Apologies to all for not having spent much time writing here. There have been plenty of writing projects on my agenda. One of them: A report co-written with the staff…
Apologies to all for not having spent much time writing here. There have been plenty of writing projects on my agenda. One of them: A report co-written with the staff of the National Council on Teacher Quality on one of the biggest factors ultimately influencing how students learn — or fail to do so — in the nation’s public schools: Collective bargaining, or the system by which teachers unions and schools hammer out the contracts that govern classroom instruction.
Judging from the skimpy media coverage and the loud rhetoric from school board members and union officials, the perception is that all the terms in teachers contracts — from instructional time to salary scales and dismissal policies — are hammered out by teachers union leaders and school officials in smoked-filled rooms. This isn’t necessarily so. If anything, the terms and clauses are shaped in state legislative chambers, board of education meeting and by other state bodies long before negotiations begin.

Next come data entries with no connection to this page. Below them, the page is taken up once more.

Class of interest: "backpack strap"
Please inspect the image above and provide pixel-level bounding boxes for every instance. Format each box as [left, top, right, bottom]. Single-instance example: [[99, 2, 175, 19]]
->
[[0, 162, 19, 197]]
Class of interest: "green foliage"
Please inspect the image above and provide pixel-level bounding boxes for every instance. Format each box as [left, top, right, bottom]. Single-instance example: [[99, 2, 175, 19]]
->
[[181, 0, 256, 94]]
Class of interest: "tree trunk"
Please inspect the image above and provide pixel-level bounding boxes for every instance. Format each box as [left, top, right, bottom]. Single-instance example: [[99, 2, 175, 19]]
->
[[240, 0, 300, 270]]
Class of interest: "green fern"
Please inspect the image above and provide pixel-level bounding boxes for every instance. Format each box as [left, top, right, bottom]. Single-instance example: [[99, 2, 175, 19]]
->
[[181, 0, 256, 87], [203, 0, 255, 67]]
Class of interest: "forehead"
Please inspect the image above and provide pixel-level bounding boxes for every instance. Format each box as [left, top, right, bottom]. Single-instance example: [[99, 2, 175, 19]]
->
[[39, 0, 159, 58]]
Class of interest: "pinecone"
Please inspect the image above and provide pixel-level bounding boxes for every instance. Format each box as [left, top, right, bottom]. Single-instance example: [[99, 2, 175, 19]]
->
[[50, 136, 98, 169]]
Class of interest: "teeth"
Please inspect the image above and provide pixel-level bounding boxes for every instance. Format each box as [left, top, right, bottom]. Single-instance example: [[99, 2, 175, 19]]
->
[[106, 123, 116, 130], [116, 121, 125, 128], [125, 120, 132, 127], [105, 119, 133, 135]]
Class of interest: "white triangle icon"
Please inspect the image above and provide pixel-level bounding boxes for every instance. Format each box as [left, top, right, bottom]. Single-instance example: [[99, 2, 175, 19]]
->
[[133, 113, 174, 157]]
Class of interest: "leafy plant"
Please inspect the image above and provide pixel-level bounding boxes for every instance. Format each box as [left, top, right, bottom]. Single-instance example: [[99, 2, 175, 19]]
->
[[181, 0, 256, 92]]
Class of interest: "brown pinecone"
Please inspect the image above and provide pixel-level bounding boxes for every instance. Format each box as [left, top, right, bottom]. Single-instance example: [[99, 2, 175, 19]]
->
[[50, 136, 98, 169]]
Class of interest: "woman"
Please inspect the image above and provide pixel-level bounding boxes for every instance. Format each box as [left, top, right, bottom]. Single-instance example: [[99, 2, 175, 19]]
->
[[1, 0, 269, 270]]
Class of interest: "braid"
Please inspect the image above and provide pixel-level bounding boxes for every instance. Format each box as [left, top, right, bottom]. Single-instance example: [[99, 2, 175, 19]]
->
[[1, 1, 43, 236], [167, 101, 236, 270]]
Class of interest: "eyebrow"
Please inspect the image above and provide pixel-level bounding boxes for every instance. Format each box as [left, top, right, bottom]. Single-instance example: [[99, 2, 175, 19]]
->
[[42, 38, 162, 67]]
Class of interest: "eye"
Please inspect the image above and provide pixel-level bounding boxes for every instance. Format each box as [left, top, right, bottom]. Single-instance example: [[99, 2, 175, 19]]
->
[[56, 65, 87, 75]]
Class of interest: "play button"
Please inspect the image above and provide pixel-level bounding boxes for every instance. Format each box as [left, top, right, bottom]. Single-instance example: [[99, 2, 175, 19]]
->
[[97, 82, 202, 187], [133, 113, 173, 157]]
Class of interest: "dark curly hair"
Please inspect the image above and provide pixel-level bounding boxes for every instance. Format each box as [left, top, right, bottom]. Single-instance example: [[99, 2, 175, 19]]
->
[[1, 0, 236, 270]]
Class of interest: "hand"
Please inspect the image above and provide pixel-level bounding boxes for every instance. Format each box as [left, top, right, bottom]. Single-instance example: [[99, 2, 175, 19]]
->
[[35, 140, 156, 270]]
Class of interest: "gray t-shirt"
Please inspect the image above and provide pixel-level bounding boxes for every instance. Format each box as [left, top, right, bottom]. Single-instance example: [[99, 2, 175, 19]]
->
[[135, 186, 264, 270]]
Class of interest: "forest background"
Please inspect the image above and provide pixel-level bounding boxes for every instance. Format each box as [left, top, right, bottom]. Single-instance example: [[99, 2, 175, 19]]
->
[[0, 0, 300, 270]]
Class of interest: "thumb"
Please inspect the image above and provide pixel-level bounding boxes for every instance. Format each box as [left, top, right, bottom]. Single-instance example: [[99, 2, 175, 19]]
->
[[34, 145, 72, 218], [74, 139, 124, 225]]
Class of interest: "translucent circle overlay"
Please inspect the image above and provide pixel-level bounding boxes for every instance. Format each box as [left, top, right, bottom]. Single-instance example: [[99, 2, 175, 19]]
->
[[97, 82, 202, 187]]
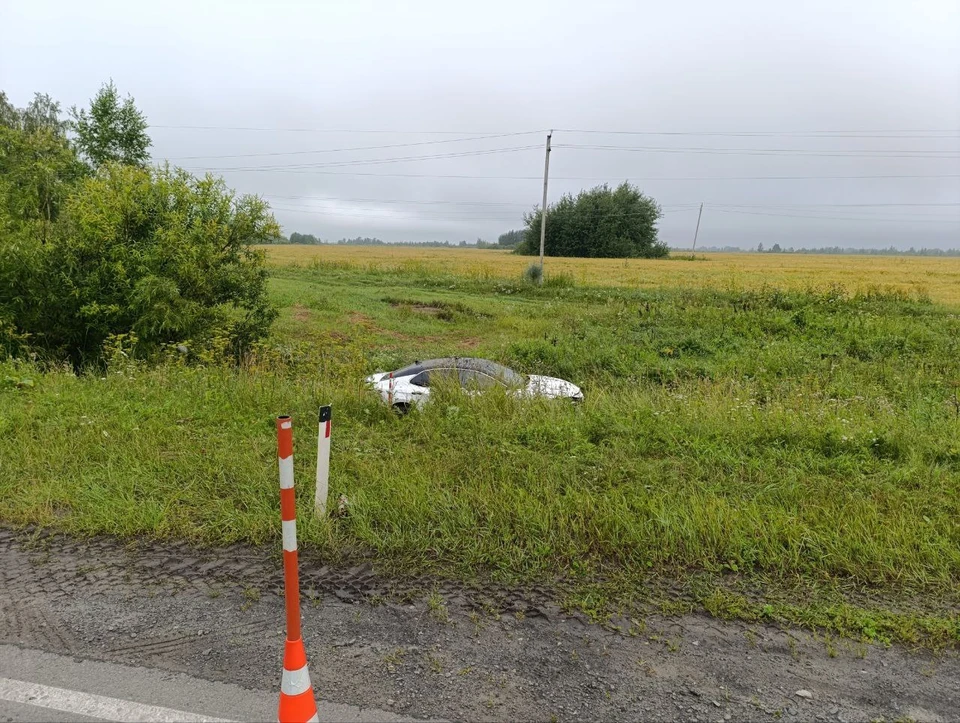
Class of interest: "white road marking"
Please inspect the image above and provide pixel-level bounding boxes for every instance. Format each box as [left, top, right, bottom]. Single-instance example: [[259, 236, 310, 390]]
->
[[0, 678, 229, 723]]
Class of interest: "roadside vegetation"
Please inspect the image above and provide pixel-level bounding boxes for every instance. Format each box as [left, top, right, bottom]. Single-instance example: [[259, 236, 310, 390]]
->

The report I have co-authored, Invisible Ink in Collective Bargaining Agreements, offers a sobering analysis of the extent to which state policy actually dictates the conditions under which teachers will work and how will they be paid. More importantly, it shows the extent to which state law actually influences which kind of collegians are lured into the teaching profession, how they are trained and retained, and what teachers focus on in their long-term skills development:
- More than half of all states mandate salary schedules. Eighteen of them actually tie salary increases to additional coursework, meaning that teachers must gain additional degrees or college credits in order to gain raises. Since there is little evidence that attending additional education school courses will actually result in improving student learning, this is an incentive that does little to keep children in school and on the path towards the kind of high-skilled jobs they need to fulfill their economic destinies.
- Thirty states require teachers to gain a master’s degree in order to have their licenses renewed. As with the salary schedules, this does little to focus teachers on actually improving student learning and addressing the achievement gaps that help fuel the nation’s dropout crisis.
- On the other hand, just 15 states offer additional pay for teachers in critical shortage areas such as math and science. There are, in essence, few incentives for either math and science collegians or mid-career professionals with such skills to move into teaching. Only 20 offer additional pay for teachers if they teach in the high-poverty schools (usually urban and rural schools) at the heart of the dropout crisis. As a result, few veteran teachers are willing to take the plunge (or return) to environments that can prove difficult for instruction.
Invisible Ink also looks at the political reasons why states have become the driving force in shaping the teaching profession along with the level of difficulty each of the parties at the heart of the conflict over education reform face in implementing their own visions for improving schools.